Following up the introduction of header bidding to mobile web in 2017, Facebook is currently implementing header bidding in their mobile apps. Just like in the former case, the company did not decide to build their own technology solution to support it, and implemented header bidding through their partners MoPub, Fyber and MAX. There is no need to reinvent the wheel really and companies like Facebook may not want to add another piece of technology to the already populated AdTech landscape. Instead of competing in the AdTech area, the social and data mogul can focus on their fortes: data and demand. For many companies getting on board with header bidding is more like updating the technology to build stronger ties with publisher partners.

The Future of In-App Header Bidding?

The departure from traditional bidding methods is slower than expected with in-app compared to traditional display in browsers. The bidding El Dorado – a situation where auctions are fair, transparent, and the only factor determining the winning bid is the bid itself – is a noble concept, but we’re not quite there yet.

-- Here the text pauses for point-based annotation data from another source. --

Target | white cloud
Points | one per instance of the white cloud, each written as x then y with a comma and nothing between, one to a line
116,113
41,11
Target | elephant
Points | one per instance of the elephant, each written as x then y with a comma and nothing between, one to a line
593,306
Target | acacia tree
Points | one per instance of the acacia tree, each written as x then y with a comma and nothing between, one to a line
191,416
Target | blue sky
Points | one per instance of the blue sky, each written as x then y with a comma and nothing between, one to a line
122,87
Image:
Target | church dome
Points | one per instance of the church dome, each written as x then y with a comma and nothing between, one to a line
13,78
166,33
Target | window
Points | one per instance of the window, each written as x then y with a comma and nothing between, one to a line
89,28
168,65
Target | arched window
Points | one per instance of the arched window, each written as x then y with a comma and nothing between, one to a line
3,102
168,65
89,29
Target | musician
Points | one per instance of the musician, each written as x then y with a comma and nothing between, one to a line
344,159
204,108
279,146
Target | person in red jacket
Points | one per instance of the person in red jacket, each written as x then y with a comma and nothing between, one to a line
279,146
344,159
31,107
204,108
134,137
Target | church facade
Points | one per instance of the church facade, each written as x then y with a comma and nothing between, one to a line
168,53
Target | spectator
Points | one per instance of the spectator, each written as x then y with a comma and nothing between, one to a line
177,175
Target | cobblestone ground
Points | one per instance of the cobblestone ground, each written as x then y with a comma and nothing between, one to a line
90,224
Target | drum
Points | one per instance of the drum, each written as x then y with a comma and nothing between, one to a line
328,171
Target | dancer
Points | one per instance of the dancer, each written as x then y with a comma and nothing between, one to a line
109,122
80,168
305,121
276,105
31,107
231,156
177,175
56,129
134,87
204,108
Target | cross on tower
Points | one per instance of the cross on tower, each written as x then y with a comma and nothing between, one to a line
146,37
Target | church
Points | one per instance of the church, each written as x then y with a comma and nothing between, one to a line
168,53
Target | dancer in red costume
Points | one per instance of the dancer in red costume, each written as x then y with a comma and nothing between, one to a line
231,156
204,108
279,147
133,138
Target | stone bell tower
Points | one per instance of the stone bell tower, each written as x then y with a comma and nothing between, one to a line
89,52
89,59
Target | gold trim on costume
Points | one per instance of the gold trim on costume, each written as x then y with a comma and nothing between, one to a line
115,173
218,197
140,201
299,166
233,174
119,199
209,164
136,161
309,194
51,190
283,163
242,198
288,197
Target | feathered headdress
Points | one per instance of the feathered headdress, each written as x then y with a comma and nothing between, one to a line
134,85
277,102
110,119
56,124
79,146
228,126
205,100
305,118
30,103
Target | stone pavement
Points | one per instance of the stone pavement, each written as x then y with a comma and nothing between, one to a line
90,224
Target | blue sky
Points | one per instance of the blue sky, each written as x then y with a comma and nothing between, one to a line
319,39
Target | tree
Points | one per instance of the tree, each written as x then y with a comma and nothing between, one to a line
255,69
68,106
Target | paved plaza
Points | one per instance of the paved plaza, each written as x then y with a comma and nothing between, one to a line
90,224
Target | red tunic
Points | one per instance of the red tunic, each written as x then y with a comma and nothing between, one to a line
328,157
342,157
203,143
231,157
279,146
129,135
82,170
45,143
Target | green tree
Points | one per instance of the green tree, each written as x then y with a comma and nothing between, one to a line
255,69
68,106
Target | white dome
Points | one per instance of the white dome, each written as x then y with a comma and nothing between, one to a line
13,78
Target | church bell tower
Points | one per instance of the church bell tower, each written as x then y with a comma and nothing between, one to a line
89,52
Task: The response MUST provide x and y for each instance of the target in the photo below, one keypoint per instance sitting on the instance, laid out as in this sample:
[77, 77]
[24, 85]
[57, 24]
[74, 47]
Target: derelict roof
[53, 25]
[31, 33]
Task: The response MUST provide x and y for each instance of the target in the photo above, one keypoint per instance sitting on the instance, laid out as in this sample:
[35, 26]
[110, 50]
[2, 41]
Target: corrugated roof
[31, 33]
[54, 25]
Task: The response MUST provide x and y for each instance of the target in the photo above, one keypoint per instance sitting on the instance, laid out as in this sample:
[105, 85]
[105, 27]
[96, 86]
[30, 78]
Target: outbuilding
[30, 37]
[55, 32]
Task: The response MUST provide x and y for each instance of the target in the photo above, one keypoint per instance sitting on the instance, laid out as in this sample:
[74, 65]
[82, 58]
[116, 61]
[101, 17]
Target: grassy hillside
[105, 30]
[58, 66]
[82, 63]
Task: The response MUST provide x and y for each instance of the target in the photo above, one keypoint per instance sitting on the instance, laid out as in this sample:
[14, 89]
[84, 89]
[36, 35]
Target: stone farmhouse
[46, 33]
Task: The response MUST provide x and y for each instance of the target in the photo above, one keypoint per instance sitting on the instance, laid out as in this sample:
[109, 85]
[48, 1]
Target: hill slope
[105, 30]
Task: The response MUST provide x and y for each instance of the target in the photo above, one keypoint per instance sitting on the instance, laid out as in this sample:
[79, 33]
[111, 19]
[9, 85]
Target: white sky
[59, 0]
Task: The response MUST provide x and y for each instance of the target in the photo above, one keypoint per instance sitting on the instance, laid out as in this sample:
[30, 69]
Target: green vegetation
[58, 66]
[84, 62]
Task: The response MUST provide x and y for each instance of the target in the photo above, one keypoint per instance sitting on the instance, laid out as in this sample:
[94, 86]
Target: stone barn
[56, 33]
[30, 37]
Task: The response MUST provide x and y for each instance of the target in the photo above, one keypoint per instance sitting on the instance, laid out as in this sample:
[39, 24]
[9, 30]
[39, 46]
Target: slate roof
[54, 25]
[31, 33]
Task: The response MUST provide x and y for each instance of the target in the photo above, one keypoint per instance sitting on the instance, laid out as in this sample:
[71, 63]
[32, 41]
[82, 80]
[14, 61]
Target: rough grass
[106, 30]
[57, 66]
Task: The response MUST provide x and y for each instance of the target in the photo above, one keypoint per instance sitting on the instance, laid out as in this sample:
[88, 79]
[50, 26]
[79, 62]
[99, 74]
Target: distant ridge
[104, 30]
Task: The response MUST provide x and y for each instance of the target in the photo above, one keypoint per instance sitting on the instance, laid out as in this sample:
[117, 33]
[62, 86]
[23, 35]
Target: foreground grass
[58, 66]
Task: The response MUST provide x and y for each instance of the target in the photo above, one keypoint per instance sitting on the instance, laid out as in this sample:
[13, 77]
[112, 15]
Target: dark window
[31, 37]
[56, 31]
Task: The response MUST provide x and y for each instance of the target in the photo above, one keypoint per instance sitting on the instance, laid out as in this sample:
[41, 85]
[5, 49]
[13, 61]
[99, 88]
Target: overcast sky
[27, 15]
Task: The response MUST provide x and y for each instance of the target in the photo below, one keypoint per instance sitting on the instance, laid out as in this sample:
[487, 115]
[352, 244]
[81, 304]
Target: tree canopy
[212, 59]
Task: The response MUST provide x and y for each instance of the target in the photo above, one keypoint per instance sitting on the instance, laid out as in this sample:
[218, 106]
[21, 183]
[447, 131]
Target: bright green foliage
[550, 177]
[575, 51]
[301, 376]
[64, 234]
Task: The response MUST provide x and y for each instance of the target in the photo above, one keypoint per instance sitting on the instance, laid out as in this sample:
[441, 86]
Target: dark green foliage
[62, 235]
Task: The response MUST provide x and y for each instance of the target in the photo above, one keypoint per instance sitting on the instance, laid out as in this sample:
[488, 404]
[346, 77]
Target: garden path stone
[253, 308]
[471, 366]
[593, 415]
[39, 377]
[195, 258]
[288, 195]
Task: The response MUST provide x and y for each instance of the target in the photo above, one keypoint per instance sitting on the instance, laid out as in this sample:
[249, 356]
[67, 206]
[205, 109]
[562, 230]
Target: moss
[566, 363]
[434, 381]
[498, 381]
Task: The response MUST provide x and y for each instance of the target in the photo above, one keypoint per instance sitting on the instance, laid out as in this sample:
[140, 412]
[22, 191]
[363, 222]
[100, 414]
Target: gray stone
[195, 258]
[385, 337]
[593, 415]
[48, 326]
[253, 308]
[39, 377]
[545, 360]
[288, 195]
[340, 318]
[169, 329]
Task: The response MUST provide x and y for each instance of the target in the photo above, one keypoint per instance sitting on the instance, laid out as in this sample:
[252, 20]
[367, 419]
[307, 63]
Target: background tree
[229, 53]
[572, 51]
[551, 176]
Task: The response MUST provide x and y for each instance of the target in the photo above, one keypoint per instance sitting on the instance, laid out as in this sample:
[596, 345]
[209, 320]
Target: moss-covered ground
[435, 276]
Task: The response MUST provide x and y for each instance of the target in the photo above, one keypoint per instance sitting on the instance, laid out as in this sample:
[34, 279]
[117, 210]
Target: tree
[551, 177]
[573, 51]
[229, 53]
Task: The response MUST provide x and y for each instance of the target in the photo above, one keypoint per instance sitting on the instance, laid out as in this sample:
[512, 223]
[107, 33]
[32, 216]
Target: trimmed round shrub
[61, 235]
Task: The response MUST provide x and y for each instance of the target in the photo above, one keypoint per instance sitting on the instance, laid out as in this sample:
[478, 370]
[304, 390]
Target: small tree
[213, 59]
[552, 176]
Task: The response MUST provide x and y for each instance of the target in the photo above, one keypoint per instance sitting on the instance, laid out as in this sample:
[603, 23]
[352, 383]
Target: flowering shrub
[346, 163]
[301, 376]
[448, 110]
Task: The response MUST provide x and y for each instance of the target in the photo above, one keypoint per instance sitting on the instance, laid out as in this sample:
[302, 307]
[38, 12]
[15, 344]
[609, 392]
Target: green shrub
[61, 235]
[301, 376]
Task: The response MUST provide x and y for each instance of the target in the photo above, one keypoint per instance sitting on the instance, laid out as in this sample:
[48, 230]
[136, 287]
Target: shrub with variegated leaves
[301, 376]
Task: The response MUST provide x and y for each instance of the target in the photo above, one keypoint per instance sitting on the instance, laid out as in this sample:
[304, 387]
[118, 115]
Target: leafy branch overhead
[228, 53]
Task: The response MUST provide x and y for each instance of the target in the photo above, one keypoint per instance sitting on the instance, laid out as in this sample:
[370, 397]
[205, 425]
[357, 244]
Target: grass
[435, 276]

A 2018 study by InMobi reveals that among the reasons for the slow implementation of in-app header bidding companies cite limited understanding of the technology, implementation issues, and a disproportion between programmatic and direct deals.

In-app header bidding is a step forward by all means, but the industry is not quite ready yet – header bidding makes up only a small percentage of total inventory and the situation isn’t very likely to change very soon.

Final Thoughts

The introduction of header bidding has changed the game of online advertising and brought with it a number of advantages for publishers and advertisers alike. However, just like with most new inventions, it still faces a number of challenges. Thankfully, innovation is a constant force in the online advertising technology ecosystem and AdTech companies over the next few years will no doubt be working on ironing out some of these kinks.